If I Could Receive One Gift...
If I Could Receive One Gift...
If I could receive one gift for Christmas, my answer would be “Time Travel”.
Why?
Here’s why.
I don’t claim to be clairvoyant.
Frankly, that’s the last thing I’d ever want to be because I have the attention span of a fruit fly, and if I could predict everything that was going to happen in my life, I’d be so bored that I’d just bounce from this life to the next and then the next, etc. until I’d exhausted the maximum number of lives a human was allowed to have. If I believed in the after-life, of course. Which I don’t. Just like I don’t believe in clairvoyance. Which is why I don’t claim to be clairvoyant.
But there was a really awful moment in my life when I looked up at Mrs. Fonseca’s bulldog-like face and said to myself, Diya, this moment is so going to come back and bite you in the butt someday. And I was not wrong. I’m never wrong. (Try telling that to my mother, though.)
Who the hell is Mrs. Fonseca, you may ask? I envy you your ignorance.
Mrs. Fonseca, of the polyester dress, rubber shoes, and bright red lipstick, was my high school math teacher. To this day, whenever I see a floral polyester dress, I have PTSD-type flashbacks of failing to explain the damn Pythagoras theorem. I swear to you, if I was in high school today, I would have taken twitter by storm with #DownWithPythagoras. That’s how much I hated him and his damn theorem.

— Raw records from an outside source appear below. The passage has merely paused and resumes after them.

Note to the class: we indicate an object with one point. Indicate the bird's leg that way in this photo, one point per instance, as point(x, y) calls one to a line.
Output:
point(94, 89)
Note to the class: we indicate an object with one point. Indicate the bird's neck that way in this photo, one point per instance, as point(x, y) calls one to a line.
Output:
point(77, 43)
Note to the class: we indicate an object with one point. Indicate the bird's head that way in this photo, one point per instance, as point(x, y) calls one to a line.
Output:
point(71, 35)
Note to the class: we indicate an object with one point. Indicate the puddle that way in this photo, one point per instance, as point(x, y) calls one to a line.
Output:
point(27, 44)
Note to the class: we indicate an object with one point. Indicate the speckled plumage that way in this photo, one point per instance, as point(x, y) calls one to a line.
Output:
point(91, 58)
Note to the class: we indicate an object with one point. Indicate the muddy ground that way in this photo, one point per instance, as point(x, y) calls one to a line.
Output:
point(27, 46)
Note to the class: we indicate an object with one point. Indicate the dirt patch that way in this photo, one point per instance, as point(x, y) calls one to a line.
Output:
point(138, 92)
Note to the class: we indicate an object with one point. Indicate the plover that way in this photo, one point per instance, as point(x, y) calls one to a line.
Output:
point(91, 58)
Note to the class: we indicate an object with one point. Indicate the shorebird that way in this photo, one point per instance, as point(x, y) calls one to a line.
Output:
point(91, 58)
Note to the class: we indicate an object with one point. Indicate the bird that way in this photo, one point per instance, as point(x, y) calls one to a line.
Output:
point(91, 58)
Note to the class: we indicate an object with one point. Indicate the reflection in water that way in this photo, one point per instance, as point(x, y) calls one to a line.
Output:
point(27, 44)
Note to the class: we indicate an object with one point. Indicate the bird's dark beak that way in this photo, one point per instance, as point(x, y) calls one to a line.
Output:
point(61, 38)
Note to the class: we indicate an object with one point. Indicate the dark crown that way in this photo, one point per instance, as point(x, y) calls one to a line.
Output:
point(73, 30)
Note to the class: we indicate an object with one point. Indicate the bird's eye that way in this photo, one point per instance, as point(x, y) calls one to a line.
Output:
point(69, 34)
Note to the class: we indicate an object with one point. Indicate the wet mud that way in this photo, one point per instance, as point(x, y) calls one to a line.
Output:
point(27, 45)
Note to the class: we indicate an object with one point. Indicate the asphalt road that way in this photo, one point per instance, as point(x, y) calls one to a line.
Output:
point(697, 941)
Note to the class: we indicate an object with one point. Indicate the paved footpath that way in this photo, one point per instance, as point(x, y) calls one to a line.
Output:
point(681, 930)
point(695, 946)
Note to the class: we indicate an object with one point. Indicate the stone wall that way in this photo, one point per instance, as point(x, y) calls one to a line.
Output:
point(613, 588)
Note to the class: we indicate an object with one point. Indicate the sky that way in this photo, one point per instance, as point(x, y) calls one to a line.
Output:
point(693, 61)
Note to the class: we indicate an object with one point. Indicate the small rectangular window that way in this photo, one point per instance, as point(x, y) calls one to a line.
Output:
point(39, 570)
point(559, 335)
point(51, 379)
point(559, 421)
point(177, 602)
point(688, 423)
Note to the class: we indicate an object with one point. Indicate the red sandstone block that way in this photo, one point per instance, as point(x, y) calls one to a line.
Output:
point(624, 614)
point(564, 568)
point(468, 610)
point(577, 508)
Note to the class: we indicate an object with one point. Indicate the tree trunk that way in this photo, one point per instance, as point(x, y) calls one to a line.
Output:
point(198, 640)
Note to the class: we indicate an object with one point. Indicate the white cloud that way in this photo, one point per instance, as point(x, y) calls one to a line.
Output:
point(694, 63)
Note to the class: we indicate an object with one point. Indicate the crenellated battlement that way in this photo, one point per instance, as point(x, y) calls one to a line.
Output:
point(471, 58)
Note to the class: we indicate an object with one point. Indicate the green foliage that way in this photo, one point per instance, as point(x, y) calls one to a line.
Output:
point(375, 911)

But this story is not a plug for Pythagoras, so moving on.
There I was, quaking in my boots because I’d learned the hard way that when Mrs. Fonseca smiled at you, you’d better brace for trouble. I’d been hauled into the Principal’s office at eight in the morning, and the last thing I wanted to see was the bane of my existence smiling at me.
“Come in, Diya,” said the Principal, wiping his bald pate with a kerchief. It was a cold December morning. Yet, something had made the poor man’s bald head sweat. I looked around the room and set my eyes on the probable cause of the sweating. Oh, please no!
Col. Dhirendra Singh, my best friend’s father, stood by the window and flashed a reassuring smile at me. I’m sure he meant to be helpful, but he was only going to make things worse.
“Diya, it has been b
rought to my notice that yesterday, Mrs. Fonseca, in the heat of the moment, said something to you, that was…”, the Principal looked at Col. Singh for guidance.
“Hurtful, insulting and very very untrue,” he put in, helpfully.
I groaned silently as Mrs. Fonseca clenched her fists and stared at me with a glint in her eyes.
“Quite so,” said the Principal, running a finger under his collar.
“I have discussed the matter with Mrs. Fonseca, and she would like to say a few words to you, Diya.”
My eyes went wide with horror.
Mrs. Fonseca gave me a thin smile that failed to reach her cold, beady eyes, and said, “I’m really sorry for what I said, Diya.”
Oy.
This woman hated me, really really hated me. So, having to apologize to me was definitely not one of the high points of her life. And this was a woman who had turned grudge-holding into an art form. Which could only mean one thing?
Mrs. Fonseca was going to nurse this little grudge until the day she died. And the cranky old crone would probably outlive me by a hundred years. This brings me back to my original feeling, that this moment was going to come back and bite me in the butt.
And it did, merely ten years later.
My best friend, Paddy, was planning a secret Santa thingie for all her loved ones, and I had been mulling over her question.
“If you could receive one gift this year, what would it be?”
Just then, my phone pinged with an e-mail notification.
I read it absently while laughing at Paddy’s crazy gift ideas, and then, not believing the evidence of my eyes, I read it again. And again.
It was from our high school reunion committee, informing me that I was being uninvited to our ten-year high school reunion.
Why???
Because, our school had offered to host the whole shebang, and the perpetually bankrupt reunion committee had jumped at the offer. Even though the new principal, Mrs. Fonseca, clearly stated that Diya Sharma was not allowed to enter the school premises.
In other words, I was banned from my school reunion.
How rude.
This is why, my answer to Paddy’s question of what I wanted from Santa, was “Time Travel”.